Avec Lamyne Diarra (Wiltord) et Mariam Dembele (Marie-Ange).

Célimène Daudet au piano

Ludovic Lamothe

Née à Aix-en-Provence (en 1977) mais franco-haïtienne, interprète reconnue de la musique romantique comme de Jean-Sébastien Bach, Célimène Daudet est arrivée à Fort-de-France avec au programme quatre impromptus de Schubert (dont un en particulier, le second, a permis d’admirer sa vélocité) suivis par des pièces de trois compositeurs haïtiens dont elle a exhumé des partitions parfois simplement manuscrites.
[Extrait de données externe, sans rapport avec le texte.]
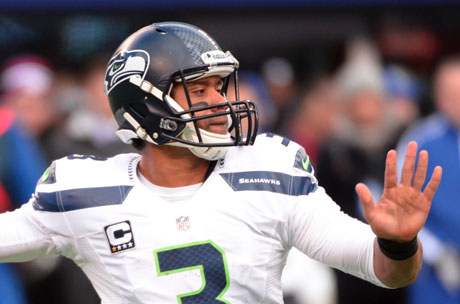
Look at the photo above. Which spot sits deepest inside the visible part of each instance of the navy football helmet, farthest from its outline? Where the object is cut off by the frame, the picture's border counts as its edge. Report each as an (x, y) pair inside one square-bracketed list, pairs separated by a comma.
[(141, 74)]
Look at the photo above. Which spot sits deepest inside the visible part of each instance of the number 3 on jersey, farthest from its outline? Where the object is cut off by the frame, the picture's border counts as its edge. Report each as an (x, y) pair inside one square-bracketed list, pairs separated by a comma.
[(205, 256)]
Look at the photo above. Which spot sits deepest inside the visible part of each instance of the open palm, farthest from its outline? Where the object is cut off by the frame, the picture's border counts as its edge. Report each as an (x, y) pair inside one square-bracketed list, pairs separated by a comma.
[(403, 208)]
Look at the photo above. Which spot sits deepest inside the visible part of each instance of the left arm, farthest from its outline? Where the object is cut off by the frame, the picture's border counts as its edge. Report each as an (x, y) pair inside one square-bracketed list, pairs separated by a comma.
[(399, 215)]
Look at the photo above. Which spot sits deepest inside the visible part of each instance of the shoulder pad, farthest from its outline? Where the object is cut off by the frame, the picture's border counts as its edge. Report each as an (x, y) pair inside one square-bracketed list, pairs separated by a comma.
[(80, 181)]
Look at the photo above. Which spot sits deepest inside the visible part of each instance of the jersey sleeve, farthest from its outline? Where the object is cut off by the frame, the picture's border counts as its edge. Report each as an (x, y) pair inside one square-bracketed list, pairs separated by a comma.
[(315, 224), (23, 238), (318, 227)]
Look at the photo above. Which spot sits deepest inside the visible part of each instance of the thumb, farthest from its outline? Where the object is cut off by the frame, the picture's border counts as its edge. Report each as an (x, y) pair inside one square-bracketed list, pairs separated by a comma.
[(366, 199)]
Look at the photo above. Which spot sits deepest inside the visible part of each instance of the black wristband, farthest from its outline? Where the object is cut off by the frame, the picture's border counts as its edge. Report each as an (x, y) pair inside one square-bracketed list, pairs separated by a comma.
[(398, 251)]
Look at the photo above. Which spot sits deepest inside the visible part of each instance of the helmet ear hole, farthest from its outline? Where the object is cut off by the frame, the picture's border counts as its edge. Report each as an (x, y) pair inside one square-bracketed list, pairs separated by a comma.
[(160, 31)]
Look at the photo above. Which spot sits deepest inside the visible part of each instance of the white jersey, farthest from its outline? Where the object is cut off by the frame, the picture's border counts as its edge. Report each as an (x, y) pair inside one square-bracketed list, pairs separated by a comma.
[(227, 243)]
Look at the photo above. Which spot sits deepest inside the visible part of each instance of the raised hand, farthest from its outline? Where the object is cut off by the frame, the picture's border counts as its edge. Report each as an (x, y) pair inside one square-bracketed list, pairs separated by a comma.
[(403, 208)]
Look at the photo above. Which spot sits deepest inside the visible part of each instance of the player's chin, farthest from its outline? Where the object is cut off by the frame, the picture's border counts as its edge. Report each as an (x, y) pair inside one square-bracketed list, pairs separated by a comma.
[(217, 128)]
Si Edmond Saintonge (1861-1907) est né à Port-au-Prince, sa famille a dû s’exiler en France quand il était enfant, à la suite de la chute du président Sylvain Salnave. Devenu orphelin très jeune, Saintonge a appris la musique dans la famille qui l’a recueilli. Il s’installera ensuite en Haïti comme pharmacien, tout en pratiquant divers instruments. Ludovic Lamothe (1882-1953) et Justin Elie (1883-1931), du même âge, ont effectué ensemble le même parcours : études à Port-au-Prince à Saint-Louis-de-Gonzague puis Conservatoire à Paris. De retour en Haïti, ils accompliront ensemble des tournées de concert. Cependant, tandis que Justin Elie s’installera dès 1922 à New York, Ludovic Lamothe, « le Chopin noir », demeurera en Haïti où il fera figure jusqu’à sa disparition de représentant de la musique « officielle ».
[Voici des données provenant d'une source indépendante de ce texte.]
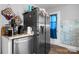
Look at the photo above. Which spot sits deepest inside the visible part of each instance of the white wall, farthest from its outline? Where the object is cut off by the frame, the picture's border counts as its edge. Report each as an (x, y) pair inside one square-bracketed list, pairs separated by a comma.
[(18, 9), (68, 13)]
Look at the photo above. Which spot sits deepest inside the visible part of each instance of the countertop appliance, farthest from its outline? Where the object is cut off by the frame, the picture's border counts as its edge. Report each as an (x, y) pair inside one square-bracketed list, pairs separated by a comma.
[(41, 27)]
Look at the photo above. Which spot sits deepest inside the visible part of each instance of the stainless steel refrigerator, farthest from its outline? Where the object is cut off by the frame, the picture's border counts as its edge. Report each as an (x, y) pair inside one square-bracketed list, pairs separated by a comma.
[(41, 27)]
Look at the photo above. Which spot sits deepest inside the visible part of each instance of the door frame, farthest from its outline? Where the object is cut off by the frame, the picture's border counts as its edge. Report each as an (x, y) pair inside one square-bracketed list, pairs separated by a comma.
[(52, 41)]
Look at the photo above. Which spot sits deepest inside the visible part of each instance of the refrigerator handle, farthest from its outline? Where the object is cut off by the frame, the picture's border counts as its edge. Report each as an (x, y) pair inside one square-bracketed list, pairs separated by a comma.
[(42, 29)]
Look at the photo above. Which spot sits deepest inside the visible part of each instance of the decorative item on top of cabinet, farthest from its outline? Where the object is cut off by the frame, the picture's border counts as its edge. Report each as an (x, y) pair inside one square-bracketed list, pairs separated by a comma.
[(7, 13)]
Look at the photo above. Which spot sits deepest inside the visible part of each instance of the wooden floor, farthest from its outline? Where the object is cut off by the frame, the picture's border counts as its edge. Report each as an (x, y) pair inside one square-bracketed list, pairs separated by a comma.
[(60, 50)]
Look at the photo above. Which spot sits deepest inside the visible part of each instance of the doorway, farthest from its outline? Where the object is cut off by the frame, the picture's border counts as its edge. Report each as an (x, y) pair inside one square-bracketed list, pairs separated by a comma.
[(55, 27)]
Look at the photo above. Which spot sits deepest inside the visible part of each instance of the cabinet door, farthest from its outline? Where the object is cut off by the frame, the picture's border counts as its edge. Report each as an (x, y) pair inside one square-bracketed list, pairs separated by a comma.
[(23, 45)]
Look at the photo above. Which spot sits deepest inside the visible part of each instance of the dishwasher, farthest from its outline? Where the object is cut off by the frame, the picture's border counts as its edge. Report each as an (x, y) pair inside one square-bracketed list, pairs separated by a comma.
[(23, 45)]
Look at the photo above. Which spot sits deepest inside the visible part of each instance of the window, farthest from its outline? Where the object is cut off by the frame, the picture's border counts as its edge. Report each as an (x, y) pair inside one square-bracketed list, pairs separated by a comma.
[(53, 27)]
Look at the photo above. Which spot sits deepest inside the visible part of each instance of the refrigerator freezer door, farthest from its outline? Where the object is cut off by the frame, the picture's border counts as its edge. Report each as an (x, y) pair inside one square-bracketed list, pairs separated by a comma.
[(23, 45)]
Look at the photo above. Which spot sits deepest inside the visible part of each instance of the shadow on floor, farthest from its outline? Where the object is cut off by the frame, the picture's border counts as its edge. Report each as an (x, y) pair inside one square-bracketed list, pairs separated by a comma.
[(60, 50)]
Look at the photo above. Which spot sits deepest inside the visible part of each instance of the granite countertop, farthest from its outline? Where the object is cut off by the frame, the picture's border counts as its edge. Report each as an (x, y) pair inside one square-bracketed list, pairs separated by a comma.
[(19, 36)]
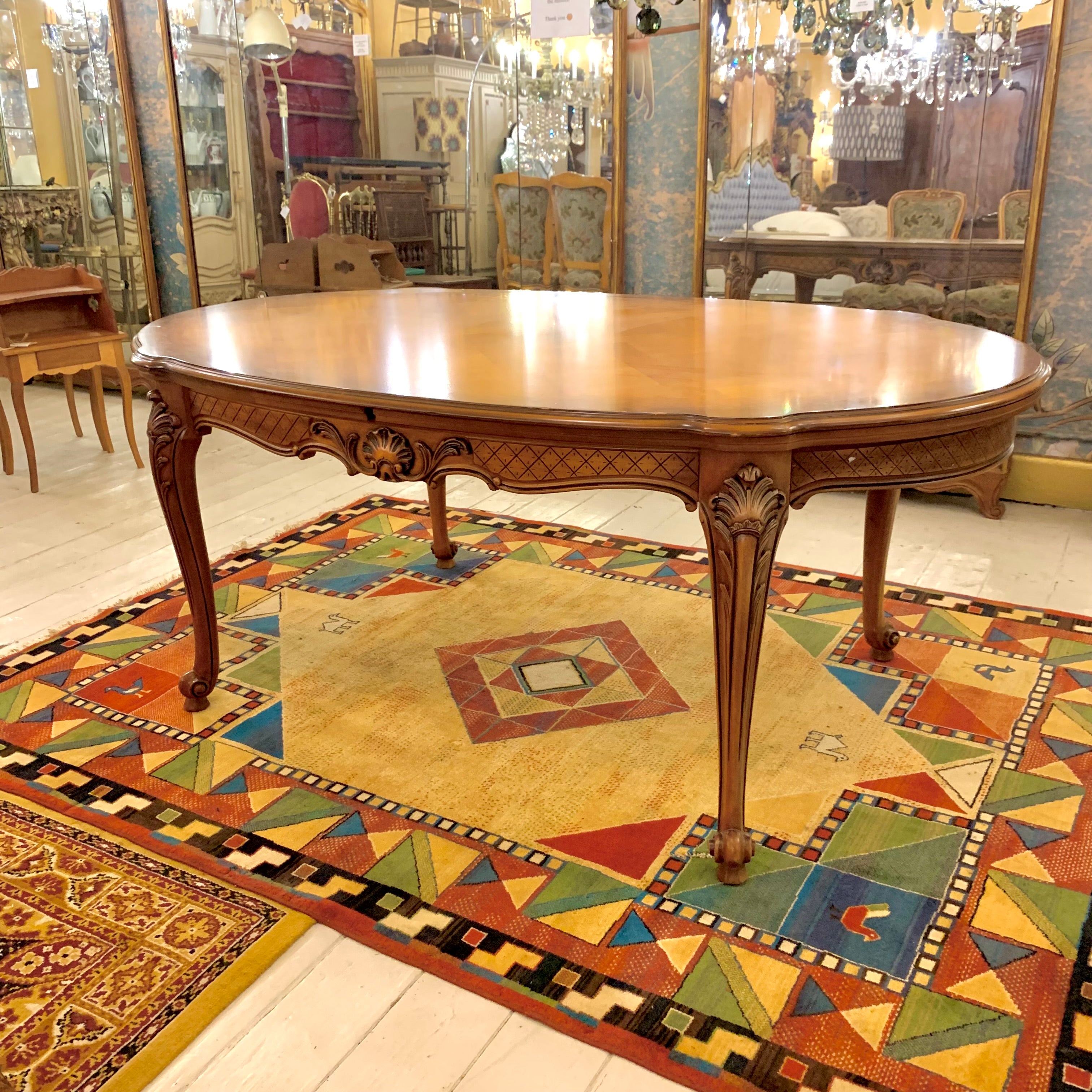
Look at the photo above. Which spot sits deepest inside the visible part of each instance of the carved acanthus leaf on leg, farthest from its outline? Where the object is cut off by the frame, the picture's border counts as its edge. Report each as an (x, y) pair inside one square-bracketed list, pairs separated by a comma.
[(744, 522)]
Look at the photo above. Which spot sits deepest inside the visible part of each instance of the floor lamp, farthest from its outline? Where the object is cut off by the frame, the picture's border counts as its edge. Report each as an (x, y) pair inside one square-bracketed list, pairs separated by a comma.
[(866, 134), (266, 40)]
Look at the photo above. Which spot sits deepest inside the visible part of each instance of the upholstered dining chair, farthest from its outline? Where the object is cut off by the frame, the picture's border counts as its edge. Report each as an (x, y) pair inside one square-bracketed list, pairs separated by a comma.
[(913, 214), (1013, 213), (311, 208), (526, 252), (581, 208), (926, 214), (994, 306)]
Ces compositeurs ont réalisé une synthèse entre la musique savante apprise à Paris et celle de leur pays. Les morceaux interprétés par C. Daudet (qui a par ailleurs enregistré un disque baptisé « Haïti mon amour ») sont pour la plupart assez dansants, avec des accents de merengue. Lamothe se distingue dans ce programme par un morceau intitulé Loco inspiré par les sonorités des tambours vaudou.
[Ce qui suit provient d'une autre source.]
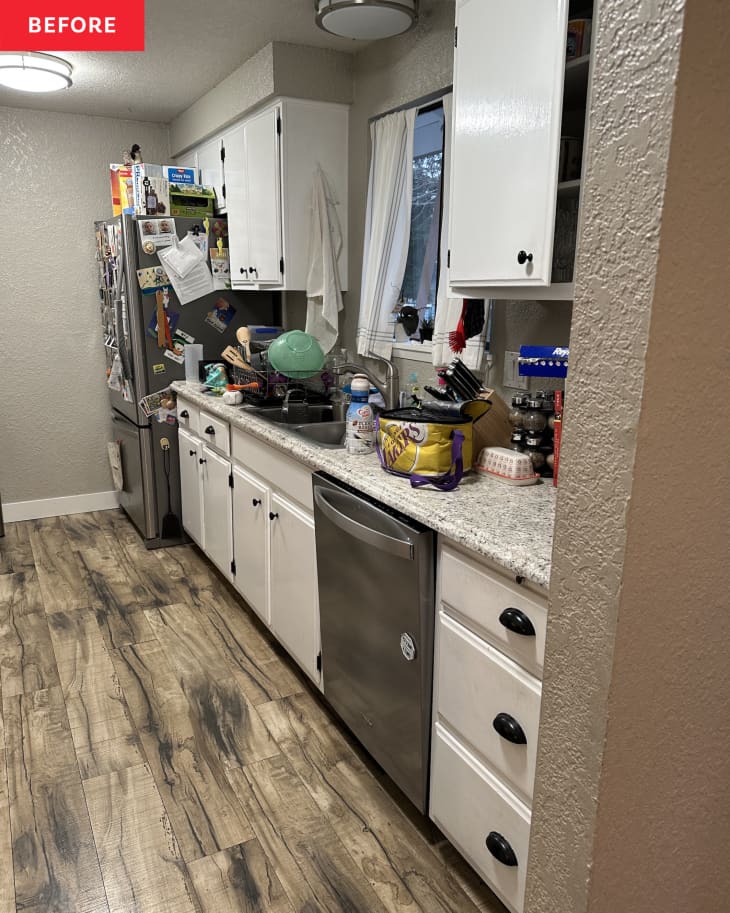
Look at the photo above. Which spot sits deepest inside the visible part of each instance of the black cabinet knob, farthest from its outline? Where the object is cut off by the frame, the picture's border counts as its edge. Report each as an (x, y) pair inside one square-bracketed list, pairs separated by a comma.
[(508, 727), (499, 847), (515, 620)]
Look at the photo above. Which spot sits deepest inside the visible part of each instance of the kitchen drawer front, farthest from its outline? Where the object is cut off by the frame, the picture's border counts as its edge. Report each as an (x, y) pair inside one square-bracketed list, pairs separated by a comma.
[(478, 689), (480, 598), (469, 804), (275, 467), (215, 432), (188, 415)]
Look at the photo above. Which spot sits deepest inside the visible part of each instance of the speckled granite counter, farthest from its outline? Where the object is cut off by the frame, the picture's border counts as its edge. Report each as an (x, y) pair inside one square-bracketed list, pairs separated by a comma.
[(510, 525)]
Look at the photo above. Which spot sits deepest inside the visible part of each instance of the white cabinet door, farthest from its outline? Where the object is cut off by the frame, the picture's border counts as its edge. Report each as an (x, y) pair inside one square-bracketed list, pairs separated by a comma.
[(217, 510), (191, 451), (236, 203), (293, 594), (211, 169), (251, 540), (263, 196), (508, 87)]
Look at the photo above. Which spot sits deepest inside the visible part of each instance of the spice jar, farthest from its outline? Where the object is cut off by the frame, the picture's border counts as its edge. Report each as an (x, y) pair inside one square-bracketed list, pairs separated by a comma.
[(535, 419)]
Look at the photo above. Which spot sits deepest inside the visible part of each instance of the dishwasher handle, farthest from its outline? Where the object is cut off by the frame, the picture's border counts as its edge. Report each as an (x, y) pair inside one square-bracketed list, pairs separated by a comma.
[(401, 548)]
Pour finir, on ne peut que saisir une nouvelle fois l’occasion de déplorer que les chaînes de radio, en Martinique, ne proposent pas à la jeunesse et plus généralement à la population une musique savante, qu’elles nous confinent dans des harmonies et des rythmes répétitifs et simplistes. Quand nos élites se mobiliseront-elles pour qu’on puisse recevoir France Musique (et France Culture) sur son transistor ou son autoradio ? L’enjeu est loin d’être anodin mais nul, hélas, ne semble s’en soucier.

BélO

BélO

BélO (Jean-Belony Murat) est né en Haïti en 1979. Prix Découvertes RFI en 2006 pour son premier disque, Lakou trankil, il a enchaîné ensuite les tournées et les disques : Référence, 2008, Haïti Debout, 2011, Natif natal, 2014, Dizan, 2016, Motivasyon, 2019. Accompagné en Martinique par une batterie, un clavier, une guitare et une guitare basse, s’accompagnant lui-même avec une guitare acoustique comme à ses débuts, il produit une musique populaire de qualité, riche d’influences diverses, avec un volume sonore mesuré [merci !] pour laisser entendre ses textes en créole, des textes militants pour la plupart. Il a en Martinique un public qui connaît ses morceaux et peut parfois chanter avec lui, un public néanmoins assez restreint et la grande salle de l’Atrium était loin de faire le plein, même en demie- jauge.

Le chanteur a une vraie présence. Il bouge beaucoup, dépense beaucoup d’énergie, danse et saute sur le plateau. Il interpelle ses musiciens et le public qui lui répond. Une bête de scène mais qui ne la ramène pas, bref, sympathique.

Deux expositions

Denis Smith – Maternité

Deux expositions sont également au programme de cet hommage. Une exposition individuelle, Les Âmes tatouées de Ralph Allen (né en 1952 à Port-au-Prince). Il peint en particulier des tableaux conçus comme autant de projets de fresques murales, tel le triptyque intitulé Chaos et harmonie reproduit partiellement en tête de cet article. Certains tableaux sont faits de papiers de diverses couleurs froissés, récupérés et collés. R. Allen pratique également avec plus ou moins de bonheur le nu féminin.

L’exposition collective Ayiti la divine – entre spiritualité et beauté, en coproduction avec la galerie Colette Nimar (Fort-de-France), réunit des œuvres apportées par la galerie et d’autres prêtées par des collectionneurs. Elle offre un panorama très varié de la peinture haïtienne contemporaine, loin de se résumer à l’art naïf, même si ce dernier n’est pas oublié : ainsi le tableau de Denis Smith reproduit ci-contre, intitulé Maternité.

Expositions jusqu’au 19 février 2022, Tropiques-Atrium – scène nationale, Fort-de-France.